Another is the desired overall effect of the finished piece: shiny, matte, or canvas. Yet another is the question of whether the image will be mounted to the surface, direct printed, or screen printed. Encore has a Preferred Media Chart on its website which identifies the Encore Foam Board that works best with a specific printer/ink combination. “We discovered that the ink composition, the drying method, and the surface paper all play important roles in the quality of the printed result,” Martin reports.
A final consideration is whether the final piece will be placed into a frame, or whether edges need to be finished, die-cut, routed, machine cut, or hand cut.
Martin says it “absolutely” makes a difference what substrate is chosen. “The texture and/or shine on a board’s surface affect the final output, regardless of the ink set,” she reports.
For his part, Siesennop feels PSPs must consider the intended end use of the boards. Many of his company’s customers use corrugated plastic, both because it’s inexpensive and because the signs are intended for the outdoors.

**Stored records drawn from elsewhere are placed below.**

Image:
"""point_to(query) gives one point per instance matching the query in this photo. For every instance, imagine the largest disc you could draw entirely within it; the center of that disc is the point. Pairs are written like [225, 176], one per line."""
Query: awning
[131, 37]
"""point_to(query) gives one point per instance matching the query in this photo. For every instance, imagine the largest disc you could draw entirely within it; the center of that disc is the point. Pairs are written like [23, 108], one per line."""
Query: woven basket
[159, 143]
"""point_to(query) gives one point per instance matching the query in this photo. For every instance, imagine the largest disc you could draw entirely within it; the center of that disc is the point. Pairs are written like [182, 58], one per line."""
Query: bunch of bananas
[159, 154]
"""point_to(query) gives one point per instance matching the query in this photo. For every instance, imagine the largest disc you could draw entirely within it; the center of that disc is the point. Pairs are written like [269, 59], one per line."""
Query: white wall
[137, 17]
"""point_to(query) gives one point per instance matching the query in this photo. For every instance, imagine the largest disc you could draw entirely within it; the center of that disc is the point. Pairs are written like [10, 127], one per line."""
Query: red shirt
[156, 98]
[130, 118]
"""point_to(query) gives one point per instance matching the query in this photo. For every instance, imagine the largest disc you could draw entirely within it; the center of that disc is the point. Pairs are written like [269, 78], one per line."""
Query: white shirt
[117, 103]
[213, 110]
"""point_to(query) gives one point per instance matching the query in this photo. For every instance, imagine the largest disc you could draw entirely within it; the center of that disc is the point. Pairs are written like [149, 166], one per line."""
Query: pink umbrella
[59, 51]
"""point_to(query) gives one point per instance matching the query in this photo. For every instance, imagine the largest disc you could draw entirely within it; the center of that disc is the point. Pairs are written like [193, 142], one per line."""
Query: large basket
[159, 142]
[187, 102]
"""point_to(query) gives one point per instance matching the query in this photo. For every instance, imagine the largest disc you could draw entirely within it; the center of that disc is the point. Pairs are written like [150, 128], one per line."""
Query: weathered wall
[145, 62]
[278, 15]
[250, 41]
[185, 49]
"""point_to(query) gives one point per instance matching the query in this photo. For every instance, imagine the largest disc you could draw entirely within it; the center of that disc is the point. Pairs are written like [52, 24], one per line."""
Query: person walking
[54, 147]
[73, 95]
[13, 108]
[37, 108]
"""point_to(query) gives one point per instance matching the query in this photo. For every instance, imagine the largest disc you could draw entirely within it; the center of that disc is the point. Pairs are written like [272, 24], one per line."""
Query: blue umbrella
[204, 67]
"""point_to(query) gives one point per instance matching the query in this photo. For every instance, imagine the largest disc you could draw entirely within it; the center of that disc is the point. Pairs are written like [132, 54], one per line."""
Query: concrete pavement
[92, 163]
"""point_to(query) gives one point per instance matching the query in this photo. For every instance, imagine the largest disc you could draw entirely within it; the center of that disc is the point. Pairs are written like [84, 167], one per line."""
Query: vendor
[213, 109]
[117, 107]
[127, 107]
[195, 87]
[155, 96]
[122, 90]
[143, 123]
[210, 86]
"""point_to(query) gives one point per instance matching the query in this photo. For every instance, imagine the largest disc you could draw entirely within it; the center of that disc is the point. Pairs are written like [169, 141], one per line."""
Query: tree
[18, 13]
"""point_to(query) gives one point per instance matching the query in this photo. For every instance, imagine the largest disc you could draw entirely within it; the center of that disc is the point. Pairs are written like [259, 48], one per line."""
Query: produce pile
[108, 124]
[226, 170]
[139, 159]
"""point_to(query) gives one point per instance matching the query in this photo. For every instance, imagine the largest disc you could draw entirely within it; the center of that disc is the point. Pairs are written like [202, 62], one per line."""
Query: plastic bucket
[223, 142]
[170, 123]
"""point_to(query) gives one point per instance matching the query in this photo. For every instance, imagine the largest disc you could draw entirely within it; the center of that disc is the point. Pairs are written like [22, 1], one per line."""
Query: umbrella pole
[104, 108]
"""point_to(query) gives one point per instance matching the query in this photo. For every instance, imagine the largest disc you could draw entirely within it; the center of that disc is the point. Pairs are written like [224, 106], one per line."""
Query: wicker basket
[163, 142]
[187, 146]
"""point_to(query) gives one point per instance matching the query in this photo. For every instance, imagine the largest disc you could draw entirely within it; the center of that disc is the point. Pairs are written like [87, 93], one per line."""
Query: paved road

“The flatbed printers now allow a lot better detail,” he says. “You have more flexibility in what you’re doing. If you want just one or just five signs, you can do that. In the past, with screen printing, you could only justify the costs if you did many, many signs. Now you can virtually take a photograph and print it on rigid substrate such as corrugated plastic, the colors pop right off and it looks great. It’s beautiful. Signage has really changed in that regard.”
In the end, it really matters what product is chosen for both the printer and the end user, Tomes adds, noting that his company’s product provides a quality image at a reasonable price, and is part of the solution to ecological issues.
Tomes is among those who believe we haven‘t seen the end of invention in rigid substrates. “There’s going to continue to be tremendous innovation in the rigid area, as the speeds and quality continue to grow,” he says.